Faut-il voir dans le lancement de la campagne anti-Kabuga au Kenya le signe que l'accusé y est toujours présent ? Ni Pierre-Richard Prosper, ni Amos Wako, le ministre de la justice kenyan, n'ont donné de précisions à ce sujet. « Nous savons quil était récemment au Kenya, mais nous ne savons pas encore si c'est toujours le cas », a déclaré Pierre Prosper. « Le Kenya a déjà livré 13 accusés au TPIR », a affirmé pour sa part Amos Wako. « Si Félicien Kabuga est présent au Kenya, il sera arrêté et livré au TPIR pour un procès juste. S'il n'y est pas, nous les avertissons, lui et ses associés, de ne pas y mettre les pieds », a-t-il ajouté, avant de rappeler que la loi kenyane ne l'autorisait pas à saisir ses biens. L'ambassadeur américain ne s'est pas montré plus loquace sur les informations circulant selon lesquelles les biens de Félicien Kabuga auraient été récemment remis à sa famille au Rwanda et ses enfants, vivant en Europe, invités à revenir au pays des mille collines. « Je n'ai aucune information à ce sujet », a affirmé Pierre Prosper. 

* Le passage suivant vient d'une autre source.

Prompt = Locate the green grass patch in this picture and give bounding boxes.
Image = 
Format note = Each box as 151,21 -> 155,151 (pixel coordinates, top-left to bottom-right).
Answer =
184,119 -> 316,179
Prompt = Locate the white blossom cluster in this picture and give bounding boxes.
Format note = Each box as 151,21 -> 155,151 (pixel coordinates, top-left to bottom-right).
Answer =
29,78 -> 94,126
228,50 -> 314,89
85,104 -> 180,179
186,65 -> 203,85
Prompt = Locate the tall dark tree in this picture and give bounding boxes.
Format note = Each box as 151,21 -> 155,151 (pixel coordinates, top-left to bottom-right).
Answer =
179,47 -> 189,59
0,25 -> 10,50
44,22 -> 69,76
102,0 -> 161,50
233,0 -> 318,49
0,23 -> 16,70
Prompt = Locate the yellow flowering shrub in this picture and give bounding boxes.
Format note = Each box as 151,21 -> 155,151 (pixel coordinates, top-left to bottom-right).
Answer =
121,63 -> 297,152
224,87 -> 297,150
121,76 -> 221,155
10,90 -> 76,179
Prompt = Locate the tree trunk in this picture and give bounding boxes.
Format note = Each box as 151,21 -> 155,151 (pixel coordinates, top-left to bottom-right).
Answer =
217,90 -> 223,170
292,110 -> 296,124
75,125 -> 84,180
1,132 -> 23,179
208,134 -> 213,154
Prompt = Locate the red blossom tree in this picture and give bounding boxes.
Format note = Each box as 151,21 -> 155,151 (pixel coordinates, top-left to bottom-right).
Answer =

Facteurs globaux, contexte régional
 
Si la campagne pour la capture de Kabuga garde ses mystères, plusieurs raisons sont avancées pour expliquer son coup d'envoi public. Sur un plan général, la campagne permet aux Etats-Unis de démontrer qu'ils ne sont pas contre la justice internationale alors même qu'ils sopposent fermement à la nouvelle Cour permanente internationale (CPI). Interrogé à ce sujet, Pierre Prosper a tenu à séparer les deux questions : « Cette [campagne] est différente du problème de la CPI. Elle s'inscrit dans notre effort continu pour soutenir le TPIY et le TPIR. La CPI n'est pas une institution de l'Onu ». L'enjeu de la lutte contre le terrorisme est aussi évoqué en toile d'horizon. Les Etats-Unis exigent désormais de leurs alliés qu'ils se montrent sans faille dans leur coopération « anti-terreur ». Or, le Kenya est une zone où l'influence dal-Qaida s'est violemment illustrée en 1998. 
Sur un plan plus régional, en étendant la campagne au Congo, les Américains veulent appuyer le règlement de la question cruciale de la neutralisation des anciennes forces armées rwandaises. C'est ce facteur, en effet, qui est avancé avec constance par le Rwanda pour justifier la présence de ses troupes au Congo. Le rôle des ex-FAR est ainsi un obstacle connu au processus de paix en RDC et à l'exigence du retrait des forces étrangères le Rwanda et l'Ouganda en particulier formulé par le président Kabila. Enfin, en ce qui concerne plus singulièrement Kabuga, une dernière hypothèse est avancée, qui évoque un possible délitement de ses soutiens kenyans. L'homme d'affaires a
néanmoins jusqu'ici prouvé qu'il savait se faire protéger.